Maria's Kitchen, West Cordova Ave.
Coming from parts of the country with predominantly wood architecture, I found the adobe architecture of New Mexico to be very interesting. It is ideally suited to the hot summers because the thick clay walls keep the blazing sun at bay.
Spanish festival, Sanat Fe Plaza
There is no end to cultural activities and fun. The Santa Fe Plaza has been the social, commercial, and political center of the city since about 1610 (remember, this is one of of the oldest cities in the United States, only matched by St. Augustine in Florida). The Plaza is a National Historic Landmark.
Glass fruit at the famous 109 East Palace Ave.
Just off the Plaza is a block of 1600s adobe buildings. One of these was the security and clearing office for the Los Alamos scientists and engineers during the early phase of the Manhattan project in World War II. Newly-arrived workers entered a perfectly ordinary-looking door and met the formidable Ms. McKibbin, who issued their passes. Then they exited out the rear to a bus, which took them up into the mountains to the new Los Alamos facility. From the Atomic Heritage Foundation:
After arriving in Lamy, the scientists, SEDers, and families were directed to 109 E. Palace Avenue in Santa Fe.

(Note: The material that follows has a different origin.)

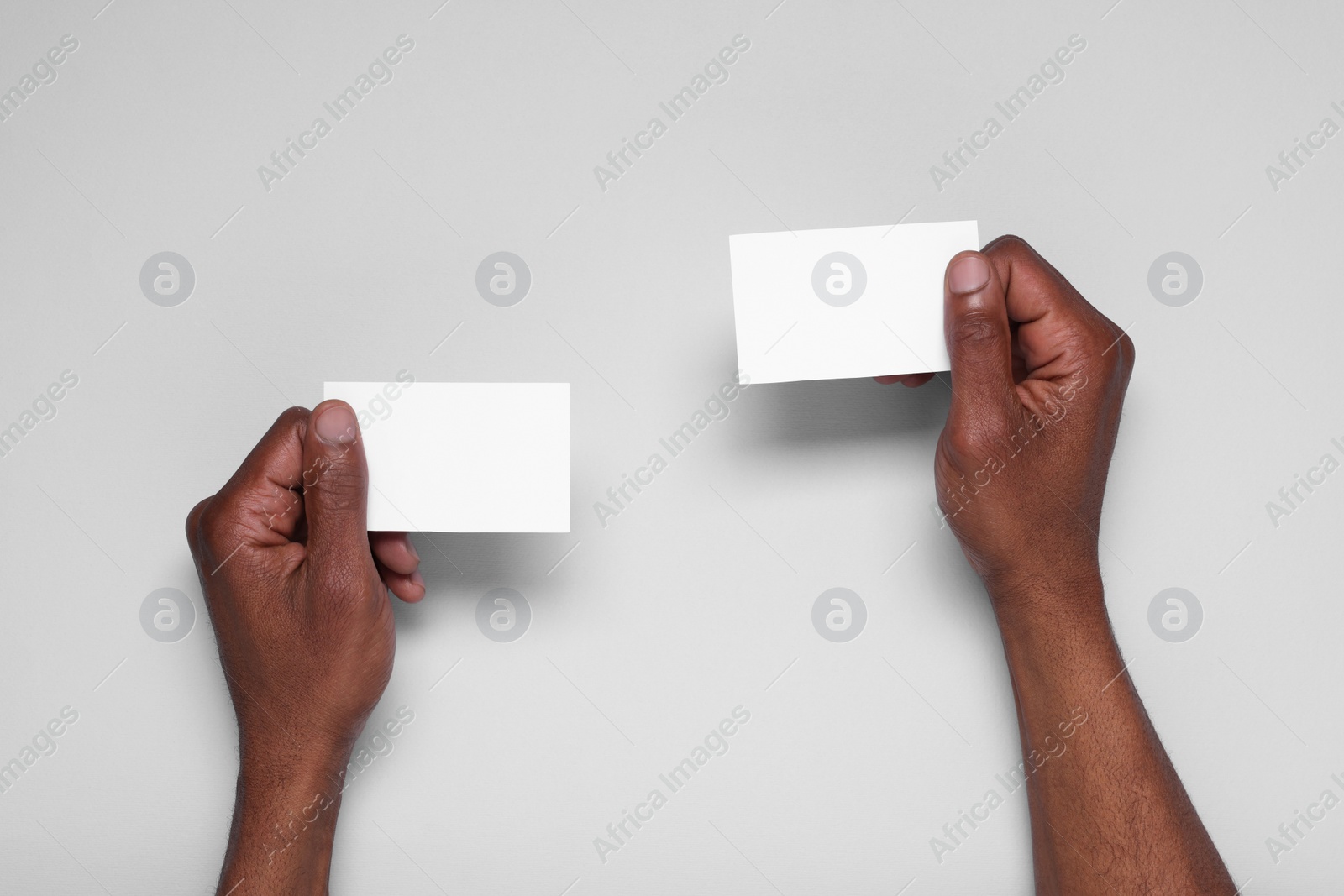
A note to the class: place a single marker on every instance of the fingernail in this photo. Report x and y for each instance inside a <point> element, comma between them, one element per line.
<point>336,425</point>
<point>968,275</point>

The building, constructed as a Spanish hacienda in the 1600s, is located just off the plaza in downtown Santa Fe. During World War II, it was the administrative hub of the Manhattan Project.  
Dorothy Scarritt McKibbin was the first reassuring face the fatigued newcomers saw. At 109 East Palace, McKibbin informed them that their journey continued another 35 miles along the winding road up to the Pajarito Plateau. In the early months, she dispatched an average of 65 people each day to “the Hill,” as Los Alamos was called. The steady stream of arrivals meant the office was often “bedlam,” as McKibbin described it. She issued passes and IDs and directed newcomers to their homes, received shipments of household items to be distributed to the Hill’s residents, and tended to personal matters as needed.  McKibbin was the perfect person for her job and quickly became indispensable as the “Gatekeeper” at 109 E. Palace Avenue and a close friend and confidante of Oppenheimer. She had a warm smile, an engaging personality and was reassuringly calm and efficient. In recognition of her contribution, McKibbin was awarded the title of “First Lady” of Los Alamos and declared a Living Treasure of Santa Fe. 
Today, 109 E. Palace houses gift shops and sells glass fruit and other artsy items.
A family friend generously let us stay in his guest cottage. He has interesting items in his yard, along with resident bunnies.
Head north into the mountains to the Valles Caldera National Preserve (established by president Clinton, part of the National Park Service). The high altitude air is clear and crisp. View this ancient supervolcano and watch elk grazing in the pastures. Listen to the silence (except when some Harleys come thundering along).
The composer, Igor Stravinsky, conducted regularly at the Santa Fe Opera from 1957 to 1962. This bust is on the Stravinsky Terrace of The Santa Fe Opera. The opera, on a stunning site north of town, is a fabulous venue for top-class opera. Make a point to attend a performance!

Santa Fe and the surrounding mountains are a fantastic vacation destination, highly recommended!

The square photographs are from Tri-X 400 film in a Hasselblad camera. The rectangle frames are Kodak BW400 film from a Yashica Electro 35CC camera (a convenient travel camera with a top-quality 35mm f/1.8 Color-Yashinon lens). The view of Valles Caldera was taken with a Olympus Trip 35 camera with a polarizer to emphasize the clouds. You can click any frame to see the larger photograph.